During his first period class, Josh Thye conducted Desert Vista High School’s top wind ensemble Thursday morning as they worked through a crinkle in the song “Shooting Stars.”
“It doesn’t feel right to me, does it feel right to you?” Thye asked the near 40-member ensemble as they rehearsed a section. The students agreed as Thye added, “I don’t want you to count, just be in the pulse.”
Thye’s attention to detail has had time to marinate with his lively teaching style over a 10-year career at Desert Vista. Such combination of meticulous practice and sincere love for music has proven successful for both Thye and his students.
Last week, Thye was nominated as the only high school band director for the Arts in Education-Individual category. Recognized by the Arizona Citizens Action for the Arts and the Arizona Commission on the Arts, both groups will present winners in each of the awards’ six categories.
“It’s certainly an honor,” Thye said.
The awards are given out every year and aim to showcase efforts of individuals and organizations who contribute to Arizona’s arts and cultural community. But for Thye, the recognition and appreciation all boil down to one important perspective; his students deserve just as much credit.
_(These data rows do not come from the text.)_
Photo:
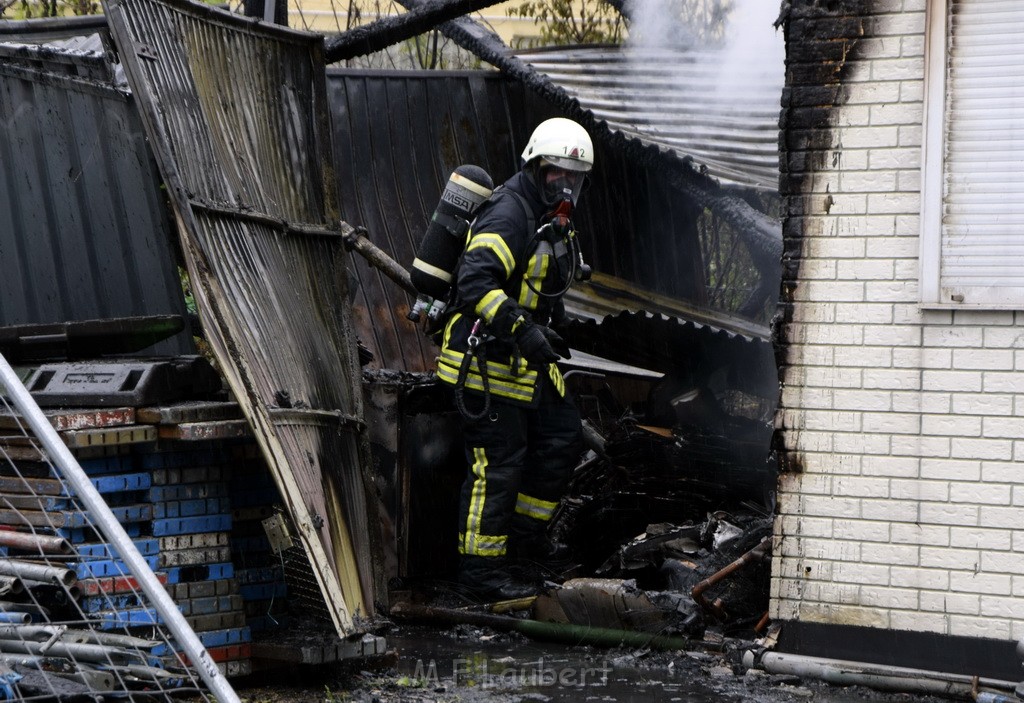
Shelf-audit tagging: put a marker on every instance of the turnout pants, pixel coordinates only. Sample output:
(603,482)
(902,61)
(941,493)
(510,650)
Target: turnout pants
(519,464)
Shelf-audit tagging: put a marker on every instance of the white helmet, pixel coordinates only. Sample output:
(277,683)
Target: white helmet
(563,143)
(557,159)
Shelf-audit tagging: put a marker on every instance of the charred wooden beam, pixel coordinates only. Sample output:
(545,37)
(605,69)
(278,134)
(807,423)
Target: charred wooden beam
(762,233)
(383,33)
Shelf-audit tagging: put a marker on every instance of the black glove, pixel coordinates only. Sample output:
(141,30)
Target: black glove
(534,344)
(558,345)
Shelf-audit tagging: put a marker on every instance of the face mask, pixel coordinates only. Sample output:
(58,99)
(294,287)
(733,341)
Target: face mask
(558,184)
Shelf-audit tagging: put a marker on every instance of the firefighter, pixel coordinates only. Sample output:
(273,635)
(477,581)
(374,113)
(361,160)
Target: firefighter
(522,431)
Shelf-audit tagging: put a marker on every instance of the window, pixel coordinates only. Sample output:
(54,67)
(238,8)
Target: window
(973,179)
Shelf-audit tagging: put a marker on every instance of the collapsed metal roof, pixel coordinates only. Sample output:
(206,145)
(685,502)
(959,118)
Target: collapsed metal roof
(637,230)
(85,233)
(236,113)
(674,99)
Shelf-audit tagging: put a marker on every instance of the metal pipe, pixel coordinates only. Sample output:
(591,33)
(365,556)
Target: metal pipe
(378,258)
(10,585)
(1019,691)
(95,654)
(383,33)
(115,534)
(38,572)
(879,676)
(42,543)
(755,555)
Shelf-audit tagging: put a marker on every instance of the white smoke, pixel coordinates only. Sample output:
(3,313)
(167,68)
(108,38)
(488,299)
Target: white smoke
(733,43)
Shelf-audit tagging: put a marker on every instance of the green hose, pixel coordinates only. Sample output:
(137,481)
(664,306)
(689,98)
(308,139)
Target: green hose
(550,631)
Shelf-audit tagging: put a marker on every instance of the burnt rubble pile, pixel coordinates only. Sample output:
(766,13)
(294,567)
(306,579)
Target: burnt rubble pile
(669,514)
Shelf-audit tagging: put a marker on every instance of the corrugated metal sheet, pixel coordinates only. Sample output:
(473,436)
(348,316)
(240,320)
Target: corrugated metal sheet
(237,115)
(409,130)
(84,227)
(680,100)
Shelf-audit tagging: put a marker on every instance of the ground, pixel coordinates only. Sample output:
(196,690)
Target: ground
(466,664)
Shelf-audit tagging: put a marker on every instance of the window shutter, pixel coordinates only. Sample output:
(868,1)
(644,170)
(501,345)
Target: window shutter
(982,252)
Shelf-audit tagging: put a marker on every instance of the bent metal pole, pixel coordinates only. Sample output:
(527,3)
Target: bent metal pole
(115,534)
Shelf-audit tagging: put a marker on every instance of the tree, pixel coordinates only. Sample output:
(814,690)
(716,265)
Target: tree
(568,22)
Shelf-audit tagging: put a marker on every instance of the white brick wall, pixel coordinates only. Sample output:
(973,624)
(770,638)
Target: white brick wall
(907,425)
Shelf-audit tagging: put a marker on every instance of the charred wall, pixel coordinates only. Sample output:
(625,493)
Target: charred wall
(822,37)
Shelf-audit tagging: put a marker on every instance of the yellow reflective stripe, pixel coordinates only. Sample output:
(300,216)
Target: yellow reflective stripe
(556,379)
(477,496)
(496,369)
(475,382)
(486,545)
(536,272)
(535,508)
(488,305)
(497,245)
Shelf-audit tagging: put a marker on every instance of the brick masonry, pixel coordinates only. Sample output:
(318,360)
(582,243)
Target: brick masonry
(901,430)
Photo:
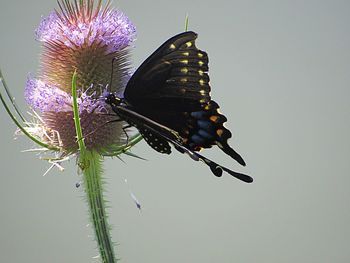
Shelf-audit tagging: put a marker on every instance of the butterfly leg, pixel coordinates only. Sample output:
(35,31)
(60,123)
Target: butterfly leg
(126,134)
(99,127)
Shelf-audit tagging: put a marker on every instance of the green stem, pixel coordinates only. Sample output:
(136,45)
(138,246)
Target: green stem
(50,147)
(93,187)
(90,163)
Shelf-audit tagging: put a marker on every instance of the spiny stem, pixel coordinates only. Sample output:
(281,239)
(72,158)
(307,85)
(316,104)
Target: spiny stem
(90,163)
(25,132)
(11,98)
(186,23)
(94,191)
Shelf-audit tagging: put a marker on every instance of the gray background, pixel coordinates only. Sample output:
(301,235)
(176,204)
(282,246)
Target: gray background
(280,70)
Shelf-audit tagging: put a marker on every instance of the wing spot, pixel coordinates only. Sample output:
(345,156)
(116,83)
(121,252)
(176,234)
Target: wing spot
(184,70)
(214,118)
(184,61)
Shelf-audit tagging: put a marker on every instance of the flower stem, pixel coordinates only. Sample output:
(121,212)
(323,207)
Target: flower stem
(90,164)
(94,191)
(14,119)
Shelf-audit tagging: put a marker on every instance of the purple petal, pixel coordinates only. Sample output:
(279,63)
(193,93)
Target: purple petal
(112,29)
(44,97)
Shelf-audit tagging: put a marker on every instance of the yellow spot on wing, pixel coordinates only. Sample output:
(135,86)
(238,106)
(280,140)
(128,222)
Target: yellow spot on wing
(189,44)
(219,132)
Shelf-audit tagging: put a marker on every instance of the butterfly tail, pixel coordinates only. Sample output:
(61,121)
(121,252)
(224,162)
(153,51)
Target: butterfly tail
(229,151)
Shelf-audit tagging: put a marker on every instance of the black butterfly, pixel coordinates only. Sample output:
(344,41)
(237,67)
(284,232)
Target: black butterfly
(167,99)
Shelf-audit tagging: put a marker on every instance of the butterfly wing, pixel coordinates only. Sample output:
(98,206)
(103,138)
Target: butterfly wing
(159,136)
(199,129)
(173,78)
(172,88)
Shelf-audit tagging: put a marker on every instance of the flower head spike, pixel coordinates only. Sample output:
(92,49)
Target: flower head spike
(85,46)
(87,39)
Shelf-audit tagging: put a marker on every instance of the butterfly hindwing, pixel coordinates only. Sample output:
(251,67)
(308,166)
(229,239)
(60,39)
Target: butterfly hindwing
(200,129)
(157,142)
(168,100)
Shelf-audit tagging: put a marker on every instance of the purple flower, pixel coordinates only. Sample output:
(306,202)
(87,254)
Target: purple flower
(86,40)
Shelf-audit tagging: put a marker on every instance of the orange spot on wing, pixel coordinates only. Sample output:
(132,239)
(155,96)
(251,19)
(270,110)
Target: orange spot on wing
(219,132)
(214,118)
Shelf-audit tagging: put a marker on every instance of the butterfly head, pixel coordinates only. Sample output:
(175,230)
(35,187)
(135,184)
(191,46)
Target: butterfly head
(112,100)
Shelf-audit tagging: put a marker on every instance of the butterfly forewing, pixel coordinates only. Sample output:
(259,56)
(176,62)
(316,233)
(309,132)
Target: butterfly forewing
(174,77)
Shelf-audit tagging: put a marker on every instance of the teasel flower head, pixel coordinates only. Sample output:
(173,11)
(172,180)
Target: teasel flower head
(92,41)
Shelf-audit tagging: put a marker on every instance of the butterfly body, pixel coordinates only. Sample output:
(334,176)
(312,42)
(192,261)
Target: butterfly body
(168,100)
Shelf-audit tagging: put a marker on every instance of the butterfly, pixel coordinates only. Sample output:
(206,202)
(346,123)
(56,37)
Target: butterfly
(168,100)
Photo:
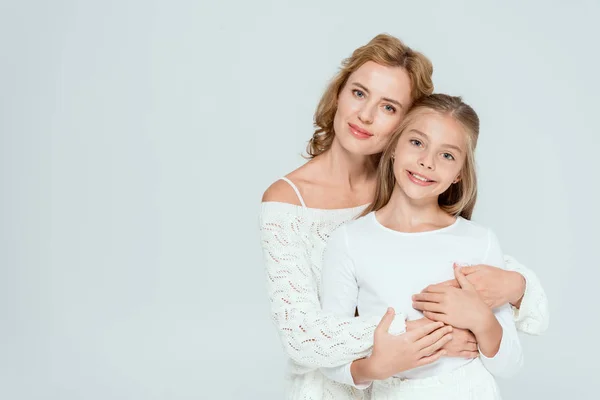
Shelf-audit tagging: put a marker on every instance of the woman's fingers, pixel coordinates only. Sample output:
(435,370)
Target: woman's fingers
(429,297)
(427,306)
(423,331)
(431,359)
(436,345)
(436,316)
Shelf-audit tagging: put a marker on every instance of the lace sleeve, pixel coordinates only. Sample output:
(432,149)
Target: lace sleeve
(310,337)
(533,315)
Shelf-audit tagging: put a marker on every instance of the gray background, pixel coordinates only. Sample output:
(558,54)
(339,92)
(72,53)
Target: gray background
(138,136)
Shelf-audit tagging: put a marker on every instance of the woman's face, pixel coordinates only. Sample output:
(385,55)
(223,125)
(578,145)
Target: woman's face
(371,105)
(430,155)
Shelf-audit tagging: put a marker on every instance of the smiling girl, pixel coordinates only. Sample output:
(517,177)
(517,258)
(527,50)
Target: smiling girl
(415,231)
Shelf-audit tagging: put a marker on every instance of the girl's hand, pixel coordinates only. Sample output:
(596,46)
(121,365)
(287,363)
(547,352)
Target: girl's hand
(460,307)
(463,343)
(393,354)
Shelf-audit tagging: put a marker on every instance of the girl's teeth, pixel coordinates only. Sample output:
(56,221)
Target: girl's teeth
(420,178)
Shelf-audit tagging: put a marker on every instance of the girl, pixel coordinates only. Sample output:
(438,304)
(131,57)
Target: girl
(359,110)
(417,227)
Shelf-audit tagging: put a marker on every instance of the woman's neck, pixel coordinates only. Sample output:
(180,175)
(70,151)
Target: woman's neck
(406,214)
(343,168)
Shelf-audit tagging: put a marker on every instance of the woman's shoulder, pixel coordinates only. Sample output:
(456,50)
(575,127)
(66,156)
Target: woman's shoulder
(288,189)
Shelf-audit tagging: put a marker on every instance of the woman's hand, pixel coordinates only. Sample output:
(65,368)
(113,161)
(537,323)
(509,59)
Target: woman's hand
(463,342)
(393,354)
(496,286)
(460,307)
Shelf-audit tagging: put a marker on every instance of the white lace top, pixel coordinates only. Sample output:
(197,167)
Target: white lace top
(293,239)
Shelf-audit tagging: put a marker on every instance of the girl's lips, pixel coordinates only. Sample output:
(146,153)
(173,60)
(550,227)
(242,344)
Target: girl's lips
(418,181)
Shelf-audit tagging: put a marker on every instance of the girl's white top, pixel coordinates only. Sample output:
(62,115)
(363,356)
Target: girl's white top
(369,266)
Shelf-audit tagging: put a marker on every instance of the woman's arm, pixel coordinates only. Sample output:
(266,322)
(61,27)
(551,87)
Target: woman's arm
(311,338)
(392,352)
(499,345)
(516,285)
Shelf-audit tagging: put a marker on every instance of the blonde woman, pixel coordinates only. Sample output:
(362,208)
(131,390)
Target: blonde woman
(417,227)
(364,103)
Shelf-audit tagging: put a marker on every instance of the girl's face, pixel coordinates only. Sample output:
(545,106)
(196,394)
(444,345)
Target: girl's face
(371,105)
(429,155)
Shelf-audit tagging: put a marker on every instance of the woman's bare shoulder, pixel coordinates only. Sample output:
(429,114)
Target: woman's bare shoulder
(282,192)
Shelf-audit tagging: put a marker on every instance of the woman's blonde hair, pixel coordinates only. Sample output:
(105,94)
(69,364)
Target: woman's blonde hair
(384,50)
(460,197)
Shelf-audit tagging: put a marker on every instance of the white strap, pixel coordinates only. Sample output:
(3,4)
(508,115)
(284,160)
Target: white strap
(295,190)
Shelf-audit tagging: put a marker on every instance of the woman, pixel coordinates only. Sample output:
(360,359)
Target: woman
(415,229)
(355,118)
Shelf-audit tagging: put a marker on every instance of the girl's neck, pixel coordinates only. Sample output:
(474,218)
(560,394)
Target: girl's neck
(409,215)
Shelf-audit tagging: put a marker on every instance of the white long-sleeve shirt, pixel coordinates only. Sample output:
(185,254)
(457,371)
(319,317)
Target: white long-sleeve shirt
(293,239)
(369,266)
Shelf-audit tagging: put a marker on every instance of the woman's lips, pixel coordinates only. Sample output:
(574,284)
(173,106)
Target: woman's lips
(359,132)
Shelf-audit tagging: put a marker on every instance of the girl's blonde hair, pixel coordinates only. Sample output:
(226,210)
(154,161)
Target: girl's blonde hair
(384,50)
(459,199)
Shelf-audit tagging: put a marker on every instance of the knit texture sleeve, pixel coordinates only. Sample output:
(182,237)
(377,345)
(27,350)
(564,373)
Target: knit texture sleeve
(310,337)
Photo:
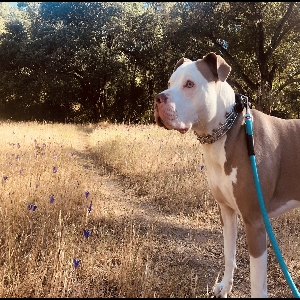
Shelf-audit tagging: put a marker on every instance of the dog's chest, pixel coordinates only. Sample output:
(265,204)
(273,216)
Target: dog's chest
(221,184)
“Honest to goodness, they are the ones doing all the work,” he said between classes on Thursday. “So I try to encourage and lead them.”
Thye jokingly asked how much sound he makes while performing, as he waved around his hand to mimic conducting.
“They’re the ones in the practice rooms, coming in early and staying late,” he added.
Principal Dr. Anna Battle said Thye is “an amazing educator, who parents, students and teachers emulate.”
The Desert Vista alum, with two young daughters and what he described as a “wonderful, very patient wife,” will attend the Governor’s Arts Awards event March 6 at the Herberger Theater in downtown Phoenix where winners within each category will be announced.
Until then, Thye is keeping busy with attending nearby concerts supporting school music departments and celebrating the 86 students within Desert Vista’s music department who were placed in honors ensembles during last week’s Region Honor Festival auditions.
“Ten years ago, we were celebrating 10 students making regionals,” he said. “I’m just blown away, and so excited.”
Even with seeing his senior band and ensemble students leading younger students or coaching the new Ahwatukee Youth Band, Thye said it is rewarding for him to be part of a community that produces “homegrown” musicians.
“All that I try to do is provide something the students can be proud of,” Thye said. “I’m just a young gun who is just trying to put things together.”